I'm about ten turns from finishing my first game, I went Egyptians -> Egyptians (Transcend) -> Byzantines -> Mughals. While it was very fun, I felt that there is a lot to balance:
- the neolithic era is awesome and super fun, but it needs more limits, you shouldn't be able to get dozens of tribal citizens that turn into dozens of scouts. It is also too easy to bully your neolithic neighbours and keep them in the neolithic age by continually pillaging their outposts and killing their units - without punishment or recourse.
- it is way too easy to get food without needing to invest in any food-related infrastructure, therefore population grows rapidly and without constraint
- it is too easy to maintain high stability, particularly with the Procession ability, which costs a small amount of gold every 10 turns and gives +5 stability per population.
- the game needs to be more difficult over-all, I got fairly close to getting all era-stars in each era, but still managed to advance my culture way before my opponents. I just cracked 15k fame, and my nearest opponent is at ~3k.
- I always had the initiative, I never felt like I needed to change my strategy in response to other players. I wanted more back-and-forth.
- If you obtain all era stars in a particular category, the next era should see the goals substantially increased.
 
Limitation of some kind on Quarter Spamming ties in with another potential problem: ending the game too early. Several people on several Forums have posted about ending the 4th Era in less than 150 Turns. That implies, unless there is a major change late in the game, that the entire game (8 Eras) can be finished in less than 300 turns.

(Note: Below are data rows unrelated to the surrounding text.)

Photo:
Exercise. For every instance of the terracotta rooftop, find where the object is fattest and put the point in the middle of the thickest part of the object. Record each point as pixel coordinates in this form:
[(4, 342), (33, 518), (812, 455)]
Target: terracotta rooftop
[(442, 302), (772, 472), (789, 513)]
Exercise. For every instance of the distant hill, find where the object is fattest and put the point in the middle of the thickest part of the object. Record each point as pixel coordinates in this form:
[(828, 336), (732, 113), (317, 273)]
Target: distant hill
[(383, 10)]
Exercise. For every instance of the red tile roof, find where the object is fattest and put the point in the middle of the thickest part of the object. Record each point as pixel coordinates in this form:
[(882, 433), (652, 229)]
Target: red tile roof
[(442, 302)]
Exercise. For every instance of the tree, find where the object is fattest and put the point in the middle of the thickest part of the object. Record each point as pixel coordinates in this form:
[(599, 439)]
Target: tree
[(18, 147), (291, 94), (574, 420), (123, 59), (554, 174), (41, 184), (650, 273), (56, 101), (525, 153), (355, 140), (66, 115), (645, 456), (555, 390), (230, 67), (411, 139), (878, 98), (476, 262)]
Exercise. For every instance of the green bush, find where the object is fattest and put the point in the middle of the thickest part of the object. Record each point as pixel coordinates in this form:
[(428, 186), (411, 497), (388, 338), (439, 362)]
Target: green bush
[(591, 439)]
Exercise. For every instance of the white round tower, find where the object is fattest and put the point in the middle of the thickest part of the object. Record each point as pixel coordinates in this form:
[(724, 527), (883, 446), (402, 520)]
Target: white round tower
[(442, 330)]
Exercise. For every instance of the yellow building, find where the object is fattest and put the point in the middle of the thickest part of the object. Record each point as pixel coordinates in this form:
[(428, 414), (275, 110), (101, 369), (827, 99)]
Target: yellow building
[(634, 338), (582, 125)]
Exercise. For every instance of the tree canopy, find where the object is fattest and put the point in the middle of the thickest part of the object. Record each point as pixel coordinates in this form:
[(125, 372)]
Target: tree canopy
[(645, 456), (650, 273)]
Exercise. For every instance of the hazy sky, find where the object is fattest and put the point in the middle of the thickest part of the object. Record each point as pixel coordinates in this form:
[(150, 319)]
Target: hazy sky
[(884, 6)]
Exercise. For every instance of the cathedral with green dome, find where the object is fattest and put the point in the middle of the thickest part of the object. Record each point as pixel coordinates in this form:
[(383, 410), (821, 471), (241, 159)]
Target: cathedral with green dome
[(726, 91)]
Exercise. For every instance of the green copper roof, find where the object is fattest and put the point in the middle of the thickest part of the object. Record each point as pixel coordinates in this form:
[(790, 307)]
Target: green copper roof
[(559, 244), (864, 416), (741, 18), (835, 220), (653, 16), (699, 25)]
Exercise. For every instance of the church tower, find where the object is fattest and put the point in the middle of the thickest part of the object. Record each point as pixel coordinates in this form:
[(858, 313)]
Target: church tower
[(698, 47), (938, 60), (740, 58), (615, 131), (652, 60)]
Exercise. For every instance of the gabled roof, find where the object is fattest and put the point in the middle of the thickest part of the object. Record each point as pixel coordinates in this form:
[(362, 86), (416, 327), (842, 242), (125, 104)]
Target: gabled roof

And like Civ VI, Humankind is supposedly designed to last 500 turns, which therefore seems to indicate that a lot of the features of the late game (again, as in Civ VI) will be wasted because you will be barreling through them too fast to bother with them.

Progressive increases in the difficulty of building and maintaining Quarters, therefore, might also slow down your headlong gallop through the Eras and Fame Stars a bit, which would be also be a Good Thing for the game.
 
That implies, unless there is a major change late in the game, that the entire game (8 Eras) can be finished in less than 300 turns. And like Civ VI, Humankind is supposedly designed to last 500 turns

IIRC devs and vips had confirmed that a game of Humankind will last about 300 turns, shorter than a game of civ.

Still, in Lucy Opendev, many can enter Early Modern Era under 120 turns or even within 100 turns. (The Opendev has a total of 150 playable turns.) That is some major pacing issues.
 
Yeah all of Amplitudes previous 4X games went for 300 turns so it makes sense, plus civ VI's 500 turns is overkill the games long decided by then. I've felt less endgame drag in Legend and Space 2
 
Another interesting observation: If the stability is too low, an established city can be turned into an Independent People-controlled city.

Below is a city initially founded by Hittites, being conquered by Teutons around late Medieval, and then flipped into independence:

Spoiler :

20201219205542_1.jpg



One turn later I dumped all my money into them and assimilated the whole region into my empire.